Software-Defined Cryptography: A Design Feature of Cryptographic Agility
Jihoon Cho, Changhoon Lee, Eunkyung Kim, Jieun Lee, Beumjin Cho
TL;DR
The paper addresses the challenge of migrating enterprise cryptography to post-quantum standards, arguing that crypto-agility requires a software-defined approach to governance and automated enforcement. It analyzes Software-Defined Networking, Software-Defined Perimeter, and Zero Trust Architecture to show how abstraction and automation can centralize cryptographic policy management. A policy-as-code framework is proposed, with a software-defined cryptography architecture comprising C-PIP, C-PDP, and C-PEP that integrates into DevSecOps and service-mesh ecosystems to automate PQC migration. The work highlights abstraction layers (e.g., JCA) and IaC/PaC practices to decouple applications from cryptographic providers, enabling scalable, policy-driven PQC updates. Overall, the paper advocates for adopting software-defined cryptography to achieve timely, secure, and auditable PQC migrations in enterprise IT.
Abstract
Given the widespread use of cryptography in Enterprise IT, migration to post-quantum cryptography (PQC) is not drop-in replacement at all.

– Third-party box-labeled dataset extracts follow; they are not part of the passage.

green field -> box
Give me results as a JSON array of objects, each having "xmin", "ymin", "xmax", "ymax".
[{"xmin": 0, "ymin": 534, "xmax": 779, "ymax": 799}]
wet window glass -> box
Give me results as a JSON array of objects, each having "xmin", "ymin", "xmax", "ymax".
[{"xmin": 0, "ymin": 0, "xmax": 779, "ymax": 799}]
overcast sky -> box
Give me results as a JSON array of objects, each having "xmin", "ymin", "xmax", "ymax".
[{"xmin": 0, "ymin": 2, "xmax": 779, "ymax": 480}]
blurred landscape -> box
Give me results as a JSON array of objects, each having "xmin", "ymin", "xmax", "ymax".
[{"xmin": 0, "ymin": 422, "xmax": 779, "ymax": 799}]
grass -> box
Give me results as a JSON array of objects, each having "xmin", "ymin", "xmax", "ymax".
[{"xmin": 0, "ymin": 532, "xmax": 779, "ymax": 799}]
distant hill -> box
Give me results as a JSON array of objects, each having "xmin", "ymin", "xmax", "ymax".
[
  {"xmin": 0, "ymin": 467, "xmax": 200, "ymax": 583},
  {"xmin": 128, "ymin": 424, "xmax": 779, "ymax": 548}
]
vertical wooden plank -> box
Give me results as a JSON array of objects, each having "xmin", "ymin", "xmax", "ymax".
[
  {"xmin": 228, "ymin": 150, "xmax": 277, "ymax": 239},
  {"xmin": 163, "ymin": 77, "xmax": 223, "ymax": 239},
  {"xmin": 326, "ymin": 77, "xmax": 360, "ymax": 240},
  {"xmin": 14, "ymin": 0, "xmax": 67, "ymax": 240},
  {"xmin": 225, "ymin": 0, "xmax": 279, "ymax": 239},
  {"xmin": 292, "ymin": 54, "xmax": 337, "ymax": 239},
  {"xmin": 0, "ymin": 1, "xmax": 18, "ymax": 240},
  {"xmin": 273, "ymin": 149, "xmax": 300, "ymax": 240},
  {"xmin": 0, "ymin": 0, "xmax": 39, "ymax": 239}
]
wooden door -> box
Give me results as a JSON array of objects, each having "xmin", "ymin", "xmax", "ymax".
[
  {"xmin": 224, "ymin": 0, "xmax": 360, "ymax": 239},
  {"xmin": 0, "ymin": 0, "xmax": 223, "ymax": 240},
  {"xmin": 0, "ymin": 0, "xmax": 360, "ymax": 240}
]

Cryptographic agility, or crypto-agility, is a design feature that enables seamless updates to new cryptographic algorithms and standards without the need to modify or replace the surrounding infrastructure. This paper introduces a notion of software-defined cryptography as the desired design feature for crypto-agility, emphasizing the role of software in providing centralized governance for cryptography and automated enforcement of cryptographic policies, such as migration to PQC.